The most important aspect of labels is understanding what they mean to each individual
LGBT means Lesbian, Gay, Bisexual and Trans, right? But the full acronym is much longer: LGBTTQQIAAP.
What’s with the alphabet soup at the end–all the letters people leave off because it’s a mouthful?
The whole thing stands for Lesbian, Gay, Bisexual, Transgender, Transsexual, Queer, Questioning, Intersex, Asexual, Ally, Pansexual.
So often, we ask healthcare professionals to strive for cultural awareness and cultural competency. But frequently, education about gender and sexuality is simplified into the easiest letters to talk about: L and G, maybe B and not so likely T. Everything else, you can pretty much forget about.
The simplest explanation for this is that gender and sexuality are complicated. There are so many letters because there are that many identities and more. And each of those letters can be interconnected, they can be fluid and they are influenced by complex layers of identity and culture, such as socioeconomic status, ethnicity, religion, family, even geographic location.
With all of that going on, it’s no wonder we drop two-thirds of the acronym.
Gender and Sexuality Are Complicated. They Also Profoundly Influence Substance Use.
But people are people, right? Our bodies are inevitably the same regardless of how we name ourselves. Well, our bodies might be, but our health isn’t. That’s why gender and sexuality cultural competency is such a critical aspect of quality health care.
There are significant health disparities related to substance use for non-straight, non-gender conforming individuals. According to the Center for American Progress:
? Gay and transgender people smoke tobacco up to 200 percent more than their heterosexual and nontransgender peers.
? Twenty-five percent of gay and transgender people abuse alcohol, compared to 5 to 10 percent of the general population.
? Men who have sex with men are 3.5 times more likely to use marijuana than men who do not have sex with men.
? These men also are 12.2 times more likely to use amphetamines than men who do not have sex with men.
? They are also 9.5 times more likely to use heroin than men who do not have sex with men.
More data about substance use-related health disparities are available at the YMSM + LGBT Center of Excellence. This federal training center has been established to provide free and low-cost resources to health providers who know they need to learn more about serving these populations.
How Should I Approach Gender and Sexuality as a Healthcare Provider?
Every gender and sexual identity can be interpreted differently from person to person. The easiest way to heighten your level of cultural awareness is to ask questions. Labels might be constantly changing, but the most important aspect of labels is understanding what they mean to each individual.
As a health care professional, what types of questions about gender and sexuality should you ask your patients to better understand their health?
A good first question: “What pronoun do you use?”
A good second question: “What gender and what sexuality do you identify with?”

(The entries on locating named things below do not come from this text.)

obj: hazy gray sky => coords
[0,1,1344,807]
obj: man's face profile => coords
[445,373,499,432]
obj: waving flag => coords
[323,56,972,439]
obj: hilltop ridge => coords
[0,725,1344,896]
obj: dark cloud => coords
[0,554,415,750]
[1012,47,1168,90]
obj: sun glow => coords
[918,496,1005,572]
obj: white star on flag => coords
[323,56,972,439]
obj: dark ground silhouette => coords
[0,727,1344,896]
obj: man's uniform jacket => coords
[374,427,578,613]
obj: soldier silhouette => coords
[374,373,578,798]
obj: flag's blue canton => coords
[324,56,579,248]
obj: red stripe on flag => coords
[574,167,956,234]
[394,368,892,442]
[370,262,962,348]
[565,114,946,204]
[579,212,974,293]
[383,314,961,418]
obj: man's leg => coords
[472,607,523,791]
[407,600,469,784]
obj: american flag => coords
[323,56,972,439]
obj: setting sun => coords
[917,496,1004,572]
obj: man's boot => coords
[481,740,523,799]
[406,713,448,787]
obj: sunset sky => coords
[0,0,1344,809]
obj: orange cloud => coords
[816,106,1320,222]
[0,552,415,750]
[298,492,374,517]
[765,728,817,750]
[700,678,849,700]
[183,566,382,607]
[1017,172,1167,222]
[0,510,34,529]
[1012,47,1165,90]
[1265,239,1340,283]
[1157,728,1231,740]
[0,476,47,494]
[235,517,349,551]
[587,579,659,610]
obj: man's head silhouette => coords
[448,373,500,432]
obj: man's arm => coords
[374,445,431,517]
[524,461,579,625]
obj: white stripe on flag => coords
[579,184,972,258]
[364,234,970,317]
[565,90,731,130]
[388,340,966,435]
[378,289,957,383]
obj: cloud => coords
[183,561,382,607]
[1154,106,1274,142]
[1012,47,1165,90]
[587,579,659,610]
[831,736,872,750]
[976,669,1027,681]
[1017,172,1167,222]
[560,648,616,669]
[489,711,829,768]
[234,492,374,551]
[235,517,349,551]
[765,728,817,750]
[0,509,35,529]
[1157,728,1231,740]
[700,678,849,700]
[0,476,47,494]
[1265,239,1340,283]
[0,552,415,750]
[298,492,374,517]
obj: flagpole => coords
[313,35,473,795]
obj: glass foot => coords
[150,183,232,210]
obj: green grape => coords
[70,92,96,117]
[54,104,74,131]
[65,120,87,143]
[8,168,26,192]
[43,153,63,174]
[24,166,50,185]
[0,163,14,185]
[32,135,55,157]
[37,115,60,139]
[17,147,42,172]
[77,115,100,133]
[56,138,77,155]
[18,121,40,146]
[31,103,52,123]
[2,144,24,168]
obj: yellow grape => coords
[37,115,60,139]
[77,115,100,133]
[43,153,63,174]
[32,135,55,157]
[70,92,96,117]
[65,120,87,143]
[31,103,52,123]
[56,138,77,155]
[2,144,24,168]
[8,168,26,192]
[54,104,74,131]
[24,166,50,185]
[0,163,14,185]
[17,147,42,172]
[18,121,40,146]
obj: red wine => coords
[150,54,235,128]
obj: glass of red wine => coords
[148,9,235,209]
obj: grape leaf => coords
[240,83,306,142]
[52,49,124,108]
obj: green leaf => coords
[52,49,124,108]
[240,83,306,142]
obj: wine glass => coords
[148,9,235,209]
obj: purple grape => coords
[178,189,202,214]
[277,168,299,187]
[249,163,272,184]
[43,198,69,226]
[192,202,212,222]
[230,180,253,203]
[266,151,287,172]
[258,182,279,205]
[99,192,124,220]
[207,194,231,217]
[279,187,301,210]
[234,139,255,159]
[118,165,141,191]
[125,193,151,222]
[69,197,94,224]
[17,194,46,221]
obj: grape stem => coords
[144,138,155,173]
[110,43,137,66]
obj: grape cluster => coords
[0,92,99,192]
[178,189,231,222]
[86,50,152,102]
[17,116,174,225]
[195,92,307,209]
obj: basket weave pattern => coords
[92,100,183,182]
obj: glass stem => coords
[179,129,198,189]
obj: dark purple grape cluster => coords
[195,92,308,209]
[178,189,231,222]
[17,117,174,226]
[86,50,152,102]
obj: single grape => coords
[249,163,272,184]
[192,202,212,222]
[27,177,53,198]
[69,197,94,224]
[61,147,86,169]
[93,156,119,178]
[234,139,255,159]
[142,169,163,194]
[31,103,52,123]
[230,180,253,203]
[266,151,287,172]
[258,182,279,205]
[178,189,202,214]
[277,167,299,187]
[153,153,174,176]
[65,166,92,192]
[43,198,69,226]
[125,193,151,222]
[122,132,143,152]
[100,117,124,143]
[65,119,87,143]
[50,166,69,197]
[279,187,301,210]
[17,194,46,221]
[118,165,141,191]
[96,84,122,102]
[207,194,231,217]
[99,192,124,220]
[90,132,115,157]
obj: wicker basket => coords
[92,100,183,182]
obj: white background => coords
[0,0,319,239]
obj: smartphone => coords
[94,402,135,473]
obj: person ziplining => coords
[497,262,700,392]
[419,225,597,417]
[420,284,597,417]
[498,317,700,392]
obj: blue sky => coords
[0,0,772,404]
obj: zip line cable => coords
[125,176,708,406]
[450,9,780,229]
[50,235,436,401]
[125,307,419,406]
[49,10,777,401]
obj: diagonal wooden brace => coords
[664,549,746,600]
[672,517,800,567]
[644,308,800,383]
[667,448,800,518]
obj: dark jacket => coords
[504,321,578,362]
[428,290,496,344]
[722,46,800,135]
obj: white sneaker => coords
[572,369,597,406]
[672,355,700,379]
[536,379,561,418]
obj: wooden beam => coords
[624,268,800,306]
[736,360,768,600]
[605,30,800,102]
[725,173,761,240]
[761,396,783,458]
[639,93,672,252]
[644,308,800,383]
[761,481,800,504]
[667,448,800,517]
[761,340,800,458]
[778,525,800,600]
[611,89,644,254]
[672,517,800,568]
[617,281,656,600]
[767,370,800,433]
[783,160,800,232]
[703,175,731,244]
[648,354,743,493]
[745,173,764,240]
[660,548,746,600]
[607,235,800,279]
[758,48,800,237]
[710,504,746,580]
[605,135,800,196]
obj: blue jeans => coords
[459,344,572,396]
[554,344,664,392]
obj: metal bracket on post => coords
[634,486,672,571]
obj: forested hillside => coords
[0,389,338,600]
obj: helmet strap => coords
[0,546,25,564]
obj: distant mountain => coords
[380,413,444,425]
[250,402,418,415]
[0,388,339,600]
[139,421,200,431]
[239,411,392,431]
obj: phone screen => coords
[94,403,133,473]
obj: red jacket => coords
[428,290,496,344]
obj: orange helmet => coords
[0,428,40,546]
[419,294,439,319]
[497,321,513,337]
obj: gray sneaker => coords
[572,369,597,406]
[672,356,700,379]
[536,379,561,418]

Again, the recorded webinars/additional resources provided by the YMSM & LGBT Center of Excellence are a great place to increase your knowledge and awareness around LGBT issues.
About the Author
Sarah King graduated from the University of Pittsburgh with a Bachelor of Science in Psychology and a undergraduate certificate in Gender, Sexuality and Women’s Studies in 2014. She joined the IRETA staff as project coordinator in February of 2015 where she works on training, event and meeting coordination as well as technical assistance projects, website development and maintenance, management of abstract submissions and research paper developments, bookkeeping functions and general administrative tasks. Sarah writes:
My educational background is in Psychology and GSWS (Gender, Sexuality and Women’s Studies). Coming into the GSWS program in college I thought I was fairly culturally competent regarding LGBT issues. After my first day in my first class, I realized I was very wrong. It wasn’t that I was intentionally ignorant, more that I wasn’t aware of what I didn’t know. As a professional I often find myself questioning the inclusivity of my own perspective on a public health issue. For example, if we are talking about alcohol use, what about my own personal identity is narrowing my consideration of other interacting factors? I’m a non-white, light skinned, middle class, straight-passing female. My experiences relating to substance use are heavily swayed by my demographics. It would be ignorant to assume that a non-white, dark skinned, low SES, butch lesbian has the same experiences as me. I believe that is a significant step to becoming culturally aware: understanding of your own limitations and having a desire to address them.